RBC lysis is microstructure-dependent, whereas complement activation is insensitive to microstructural differences. (A) Schematic overview of RBC lysis and complement activation assays. (B,C) S induced the highest levels of red blood cell lysis and B the least; hemolysis levels were low across G1–G3. The pink coloration of supernatant provides a visual indicator of hemolysis extent. (D) Enzyme-linked immunosorbent assay (ELISA) measurements of SC5b-9 and C4d revealed that complement activation was comparable to unbound pDNA and independent of polymer microstructure. Created with Biorender.com.

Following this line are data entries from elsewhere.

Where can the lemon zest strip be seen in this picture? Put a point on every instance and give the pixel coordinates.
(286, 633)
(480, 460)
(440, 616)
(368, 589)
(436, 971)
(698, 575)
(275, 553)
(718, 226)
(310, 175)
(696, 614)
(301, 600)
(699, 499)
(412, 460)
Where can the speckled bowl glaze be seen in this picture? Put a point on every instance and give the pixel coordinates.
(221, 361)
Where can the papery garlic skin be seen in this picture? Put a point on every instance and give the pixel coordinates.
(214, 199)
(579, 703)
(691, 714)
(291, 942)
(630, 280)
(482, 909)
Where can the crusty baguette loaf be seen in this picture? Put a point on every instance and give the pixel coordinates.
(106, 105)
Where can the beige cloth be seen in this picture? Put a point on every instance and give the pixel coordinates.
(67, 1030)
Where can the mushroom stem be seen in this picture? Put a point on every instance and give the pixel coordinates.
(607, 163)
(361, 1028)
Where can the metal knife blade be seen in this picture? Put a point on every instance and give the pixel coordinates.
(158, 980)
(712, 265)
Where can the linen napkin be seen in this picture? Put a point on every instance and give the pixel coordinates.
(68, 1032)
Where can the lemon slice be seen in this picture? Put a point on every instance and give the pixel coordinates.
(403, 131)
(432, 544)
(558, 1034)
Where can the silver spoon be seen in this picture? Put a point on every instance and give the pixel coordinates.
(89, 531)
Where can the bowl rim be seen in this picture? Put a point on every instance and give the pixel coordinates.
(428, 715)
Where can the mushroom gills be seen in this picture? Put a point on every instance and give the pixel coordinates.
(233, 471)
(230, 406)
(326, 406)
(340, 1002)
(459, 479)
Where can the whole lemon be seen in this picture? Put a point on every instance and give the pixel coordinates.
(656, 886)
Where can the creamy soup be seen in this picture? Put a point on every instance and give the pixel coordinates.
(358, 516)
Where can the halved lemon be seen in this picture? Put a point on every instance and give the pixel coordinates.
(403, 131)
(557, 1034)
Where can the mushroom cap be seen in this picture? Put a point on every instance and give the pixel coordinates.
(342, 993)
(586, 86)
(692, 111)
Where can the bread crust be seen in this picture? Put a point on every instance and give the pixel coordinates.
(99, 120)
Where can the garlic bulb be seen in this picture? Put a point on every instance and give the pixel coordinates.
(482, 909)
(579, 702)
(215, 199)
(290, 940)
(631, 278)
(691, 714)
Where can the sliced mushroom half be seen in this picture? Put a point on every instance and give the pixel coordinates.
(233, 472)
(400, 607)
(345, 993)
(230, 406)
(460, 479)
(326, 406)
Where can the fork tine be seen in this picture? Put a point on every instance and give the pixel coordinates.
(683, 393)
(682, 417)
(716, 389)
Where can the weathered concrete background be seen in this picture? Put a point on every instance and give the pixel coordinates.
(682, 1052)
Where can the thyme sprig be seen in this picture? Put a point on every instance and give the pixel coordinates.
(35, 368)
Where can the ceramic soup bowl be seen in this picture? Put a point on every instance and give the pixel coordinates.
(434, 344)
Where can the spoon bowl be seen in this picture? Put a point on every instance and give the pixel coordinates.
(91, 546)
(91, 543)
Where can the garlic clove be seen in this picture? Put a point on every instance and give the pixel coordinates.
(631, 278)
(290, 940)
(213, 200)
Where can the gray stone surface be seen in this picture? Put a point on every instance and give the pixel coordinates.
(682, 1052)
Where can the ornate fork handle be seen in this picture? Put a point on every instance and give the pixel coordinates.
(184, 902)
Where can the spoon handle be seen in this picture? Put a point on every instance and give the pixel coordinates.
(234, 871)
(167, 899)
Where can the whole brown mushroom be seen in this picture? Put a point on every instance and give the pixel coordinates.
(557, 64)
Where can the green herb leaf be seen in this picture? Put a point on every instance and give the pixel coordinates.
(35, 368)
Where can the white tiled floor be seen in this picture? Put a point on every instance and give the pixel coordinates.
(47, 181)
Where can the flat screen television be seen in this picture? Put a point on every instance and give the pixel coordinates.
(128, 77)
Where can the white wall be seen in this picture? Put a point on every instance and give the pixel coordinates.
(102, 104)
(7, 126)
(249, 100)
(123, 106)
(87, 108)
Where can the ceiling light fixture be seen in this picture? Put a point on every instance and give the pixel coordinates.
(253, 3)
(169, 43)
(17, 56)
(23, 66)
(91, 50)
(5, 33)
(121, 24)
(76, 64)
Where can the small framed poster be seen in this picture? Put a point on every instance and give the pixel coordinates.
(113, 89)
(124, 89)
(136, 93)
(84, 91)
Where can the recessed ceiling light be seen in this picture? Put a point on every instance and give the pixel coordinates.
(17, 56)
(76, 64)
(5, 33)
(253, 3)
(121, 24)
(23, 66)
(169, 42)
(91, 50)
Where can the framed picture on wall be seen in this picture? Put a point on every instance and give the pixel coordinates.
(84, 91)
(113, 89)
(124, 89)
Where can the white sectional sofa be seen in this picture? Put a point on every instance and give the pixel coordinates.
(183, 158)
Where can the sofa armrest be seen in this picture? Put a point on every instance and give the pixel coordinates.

To correlate the polymer microstructure with polyplex-mediated complement activation, we performed SC5b-9 and C4d assays.⁹² SC5b-9 measures the formation of membrane attack complexes, while C4d estimates the activation of the classical and lectin-mediated pathways.^93–95 Complement activation was detectable in both SC5b-9 and C4d assays for unbound pDNA controls (Figure 7D). This agrees with prior observations on the inherent immunogenicity of pDNA and the tendency of C4d-binding proteins to associate with pDNA.^96,97 Complement activation was slightly lower in Lipofectamine 2000 than in JetPEI and our copolymers. Lipoplexes encapsulate pDNA in their interior compartments, where pDNA cannot interact with serum proteins, which may explain their lower complement activation. For SC5b-9, we initially anticipated that polyplexes formed at higher N/P ratios (where excess unbound polymers are abundant) will be more activating than those at lower N/P ratios (which contain fewer polymers). Our rationale for this was that free polymers might induce the formation of membrane attack complexes. However, microstructure-based differences in both SC5b-9 and C4d were insignificant, even when we repeated these assays with free polymers without added pDNA rather than polyplexes (Figure S15C). Neither the N/P ratio nor polymer microstructure proved influential in our complement activation studies. We concluded that polymer microstructural variations do not contribute substantially to complement activation.

CONCLUSIONS

In this work, we exploited microstructural differences across length-matched and compositionally identical statistical (S), block (B), and gradient copolymers (G1–G3) to augment the physical properties and transfection performance of polymer–pDNA complexes (polyplexes). Extensive physicochemical characterization revealed microstructure-dependent differences in pDNA complexation pathways, pDNA loading per polyplex, and interactions with serum proteins. We varied the spatial distribution of lipophilic cations (DIP) by tuning the monomer addition rate during semibatch RAFT polymerization to access copolymers with modulated gradient steepness. Through 1D NOESY and octanol–water parition coefficient (log P) measurements, we visualized differences in the spatial distribution of lipophilic cations in the block-like (G1) and the more statistical (G3) gradient copolymers. B and G1 loaded more pDNA per polyplex than S and G3, while maintaining similar radii of gyration, hydrodynamic radii, and morphology. B perturbed native pDNA conformations the least, while S and G1–G3 transformed the native B-type pDNA helical structures to C-type. ITC determined that B had the lowest K_d (0.7 μM), approximately 3–4× lower than the other microstructures, indicating that polymer–pDNA binding is strongest in B. K_d values were similar across the other four microstructures (≈ 2.5 μM), indicating minimal differences in binding strength between S and G1–G3. In serum-containing media, S and G3 exhibited severe aggregation, even at low N/P ratios. However, “blockier” gradient copolymers (G1 and G2) aggregated only at higher N/P ratios of 10. Like B, G1 loaded high amounts of pDNA per polyplex, avoided aggregation in serum-containing media, and was well-tolerated by red blood cells. Tailoring the spatial distribution of lipophilic cations in gradient copolymers is an effective strategy to traverse the Pareto frontier and navigate toxicity–efficiency trade-offs. G1 mediated higher transgene expression than the other two gradient copolymers without triggering a concomitant increase in cytotoxicity. In future work, we will employ continuous flow polymerization to further fine-tune the spatial arrangement of lipophilic cations and augment transfection performance in clinically relevant cellular targets.